Total cash received from all types of gifts was $51 million in fiscal 2008, compared with $56 million in fiscal 2007. HBS received gifts from more than 12,000 individual donors during the year, including alumni of the School’s MBA, Doctoral, and Executive Education programs, as well as other friends of the School. Nearly 30 percent of the School’s MBA alumni gave to HBS in fiscal 2008—a remarkable participation rate equal to those seen during the campaign years.
The School’s total operating expenses increased by $48 million, or 12.8 percent, in fiscal 2008 to $423 million, from $375 million in fiscal 2007.
As in prior years, the School’s expense growth in fiscal 2008 was largely driven by variable costs associated with expanding business operations at HBP and Executive Education, as well as spending for fellowships and the faculty’s increasingly global research activities. From a financial management perspective, these functional areas transect numerous line items on the School’s Statement of Activity and Cash Flows.
For example, faculty research expense includes a significant portion of faculty salaries and benefits expense, as well as direct costs for research support staff, travel, and IT services. Also included in the cost of faculty research are allocated expenses for the School’s network of global research centers, as well as library resources, campus facilities, technology, and administration. When viewed in this way, the School’s annual investment in faculty research has increased at a compound annual rate of 7.2 percent for the past five years, growing to $102 million in fiscal 2008, from $72 million in fiscal 2003.

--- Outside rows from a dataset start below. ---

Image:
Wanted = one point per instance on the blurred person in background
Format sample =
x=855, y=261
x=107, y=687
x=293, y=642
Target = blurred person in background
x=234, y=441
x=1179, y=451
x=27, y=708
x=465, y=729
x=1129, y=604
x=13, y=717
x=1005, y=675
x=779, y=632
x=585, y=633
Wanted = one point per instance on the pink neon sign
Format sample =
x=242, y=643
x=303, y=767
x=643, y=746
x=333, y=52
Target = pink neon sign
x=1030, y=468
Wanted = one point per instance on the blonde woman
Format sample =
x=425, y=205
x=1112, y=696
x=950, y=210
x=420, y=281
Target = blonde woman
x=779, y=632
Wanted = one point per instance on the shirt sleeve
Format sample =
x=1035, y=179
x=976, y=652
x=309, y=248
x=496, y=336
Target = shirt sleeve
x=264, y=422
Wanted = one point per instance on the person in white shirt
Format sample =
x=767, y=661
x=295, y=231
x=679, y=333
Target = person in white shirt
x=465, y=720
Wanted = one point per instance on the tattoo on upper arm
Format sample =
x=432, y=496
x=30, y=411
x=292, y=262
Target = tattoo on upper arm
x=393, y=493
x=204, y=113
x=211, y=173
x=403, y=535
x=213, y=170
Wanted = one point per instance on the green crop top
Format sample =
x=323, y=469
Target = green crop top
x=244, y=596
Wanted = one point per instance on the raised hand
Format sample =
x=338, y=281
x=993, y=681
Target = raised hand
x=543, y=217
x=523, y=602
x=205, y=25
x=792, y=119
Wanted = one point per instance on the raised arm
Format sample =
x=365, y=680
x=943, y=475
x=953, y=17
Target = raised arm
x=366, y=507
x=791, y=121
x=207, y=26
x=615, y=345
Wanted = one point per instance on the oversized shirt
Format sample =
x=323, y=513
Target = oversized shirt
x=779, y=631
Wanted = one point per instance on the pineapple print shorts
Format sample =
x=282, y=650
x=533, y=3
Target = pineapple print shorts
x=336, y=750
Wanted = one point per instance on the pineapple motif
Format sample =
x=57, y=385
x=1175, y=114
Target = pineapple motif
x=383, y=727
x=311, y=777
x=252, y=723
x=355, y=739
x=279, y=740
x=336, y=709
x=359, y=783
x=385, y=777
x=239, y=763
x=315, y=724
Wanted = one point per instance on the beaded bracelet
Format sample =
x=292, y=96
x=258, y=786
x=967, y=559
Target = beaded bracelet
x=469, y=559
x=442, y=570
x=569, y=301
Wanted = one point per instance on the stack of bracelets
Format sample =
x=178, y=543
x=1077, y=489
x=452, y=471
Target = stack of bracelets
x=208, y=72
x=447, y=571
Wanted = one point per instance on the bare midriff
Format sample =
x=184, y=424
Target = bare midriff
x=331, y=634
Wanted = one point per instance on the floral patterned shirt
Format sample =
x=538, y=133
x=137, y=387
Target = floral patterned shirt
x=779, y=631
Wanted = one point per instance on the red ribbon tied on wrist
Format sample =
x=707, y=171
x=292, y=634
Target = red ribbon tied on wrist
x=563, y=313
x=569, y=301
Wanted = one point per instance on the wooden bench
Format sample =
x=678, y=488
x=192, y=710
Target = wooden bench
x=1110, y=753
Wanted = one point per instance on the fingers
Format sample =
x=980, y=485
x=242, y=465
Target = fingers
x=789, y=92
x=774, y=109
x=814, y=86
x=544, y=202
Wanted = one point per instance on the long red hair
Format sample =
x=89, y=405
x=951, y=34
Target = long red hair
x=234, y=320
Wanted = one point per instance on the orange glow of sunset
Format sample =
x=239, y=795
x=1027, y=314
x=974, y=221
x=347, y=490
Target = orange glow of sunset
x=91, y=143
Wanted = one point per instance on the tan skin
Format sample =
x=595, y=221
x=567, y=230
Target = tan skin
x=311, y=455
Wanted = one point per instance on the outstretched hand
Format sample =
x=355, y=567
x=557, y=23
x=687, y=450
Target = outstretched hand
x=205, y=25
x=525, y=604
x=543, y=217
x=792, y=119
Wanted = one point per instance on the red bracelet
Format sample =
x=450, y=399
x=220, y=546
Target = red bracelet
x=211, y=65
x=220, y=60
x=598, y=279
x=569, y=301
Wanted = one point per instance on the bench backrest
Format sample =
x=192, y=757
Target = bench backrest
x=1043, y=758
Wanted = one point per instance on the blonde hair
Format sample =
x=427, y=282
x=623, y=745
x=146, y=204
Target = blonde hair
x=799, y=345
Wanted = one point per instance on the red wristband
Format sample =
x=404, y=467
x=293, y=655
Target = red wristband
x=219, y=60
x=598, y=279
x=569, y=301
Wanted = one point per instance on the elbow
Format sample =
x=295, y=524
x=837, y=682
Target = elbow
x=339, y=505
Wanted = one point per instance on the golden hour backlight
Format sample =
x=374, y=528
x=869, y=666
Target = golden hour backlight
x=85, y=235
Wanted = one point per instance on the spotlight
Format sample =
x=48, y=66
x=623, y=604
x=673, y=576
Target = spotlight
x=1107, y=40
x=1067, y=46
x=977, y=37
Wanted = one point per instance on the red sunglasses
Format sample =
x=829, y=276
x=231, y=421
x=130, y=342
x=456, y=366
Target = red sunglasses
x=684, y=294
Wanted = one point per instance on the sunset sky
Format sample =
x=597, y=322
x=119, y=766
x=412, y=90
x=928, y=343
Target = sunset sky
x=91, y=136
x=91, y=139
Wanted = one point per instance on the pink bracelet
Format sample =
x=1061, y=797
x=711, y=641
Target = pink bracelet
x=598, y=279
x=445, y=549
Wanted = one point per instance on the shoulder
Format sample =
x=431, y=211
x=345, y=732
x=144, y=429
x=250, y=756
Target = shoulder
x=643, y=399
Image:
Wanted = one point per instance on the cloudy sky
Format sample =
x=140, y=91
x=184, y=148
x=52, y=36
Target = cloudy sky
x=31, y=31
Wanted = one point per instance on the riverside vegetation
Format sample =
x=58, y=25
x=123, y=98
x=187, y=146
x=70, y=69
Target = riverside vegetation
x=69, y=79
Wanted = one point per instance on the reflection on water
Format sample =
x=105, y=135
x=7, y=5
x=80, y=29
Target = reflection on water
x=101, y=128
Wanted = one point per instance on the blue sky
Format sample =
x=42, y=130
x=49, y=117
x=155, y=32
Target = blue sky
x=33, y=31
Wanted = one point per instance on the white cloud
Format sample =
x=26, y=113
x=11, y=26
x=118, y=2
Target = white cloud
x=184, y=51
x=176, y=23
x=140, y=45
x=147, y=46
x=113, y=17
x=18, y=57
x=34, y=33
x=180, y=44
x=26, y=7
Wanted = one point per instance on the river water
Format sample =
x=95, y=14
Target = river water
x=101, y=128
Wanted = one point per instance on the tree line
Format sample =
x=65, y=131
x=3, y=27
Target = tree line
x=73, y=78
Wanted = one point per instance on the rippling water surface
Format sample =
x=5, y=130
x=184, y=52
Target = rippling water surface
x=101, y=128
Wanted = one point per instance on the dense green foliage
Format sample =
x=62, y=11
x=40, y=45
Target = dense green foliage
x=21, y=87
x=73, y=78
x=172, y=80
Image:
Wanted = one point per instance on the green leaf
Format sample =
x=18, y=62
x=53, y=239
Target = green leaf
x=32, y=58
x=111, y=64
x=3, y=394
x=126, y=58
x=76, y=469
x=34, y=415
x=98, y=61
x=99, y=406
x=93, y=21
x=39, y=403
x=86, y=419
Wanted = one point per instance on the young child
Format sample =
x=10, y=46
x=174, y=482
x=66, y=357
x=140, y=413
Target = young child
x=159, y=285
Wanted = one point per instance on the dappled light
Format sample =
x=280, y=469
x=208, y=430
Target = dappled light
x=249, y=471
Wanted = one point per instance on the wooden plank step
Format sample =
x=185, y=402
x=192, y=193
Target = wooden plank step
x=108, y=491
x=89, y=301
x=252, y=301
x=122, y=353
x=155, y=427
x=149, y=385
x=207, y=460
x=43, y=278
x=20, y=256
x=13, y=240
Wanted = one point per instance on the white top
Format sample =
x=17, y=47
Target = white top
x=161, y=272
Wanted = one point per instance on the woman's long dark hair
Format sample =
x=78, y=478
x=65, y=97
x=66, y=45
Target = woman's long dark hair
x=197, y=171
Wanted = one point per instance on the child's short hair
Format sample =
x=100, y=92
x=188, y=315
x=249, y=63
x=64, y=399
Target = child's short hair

In HBP and Executive Education, expenses include direct costs for staff compensation, specialized outside professional services in areas such as IT and marketing, and residence expenses for executive program participants. These expenses have risen in line with growth in the HBP and Executive Education product and program portfolios, and in the physical scope of their operations. At the same time, by successfully controlling their fixed costs, both operations have delivered margins on the incremental revenue. In turn, HBS has reinvested these margins to fund the School’s teaching and research activities.
salaries and benefits
Faculty and staff compensation is the School’s largest expense. Amid increasing global demand for outstanding faculty, and with plans to expand the size of the faculty over the next decade, HBS recruits aggressively. The ability to offer competitive salary and benefits packages is crucial to success in the market for academic talent.
While growing the faculty remains a priority at the School, the total number of faculty, as measured in full-time equivalents (FTEs), can increase or decrease in any given year as a result of retirements, departures, and normal fluctuations in recruiting activity. In fiscal 2008, faculty FTEs grew to 219 from 206 last year, leading to a corresponding increase in compensation expense. Salaries and benefits for faculty and their research associates represented approximately 40 percent of the School’s employee compensation costs in fiscal 2008, or approximately 19 percent of total expenses.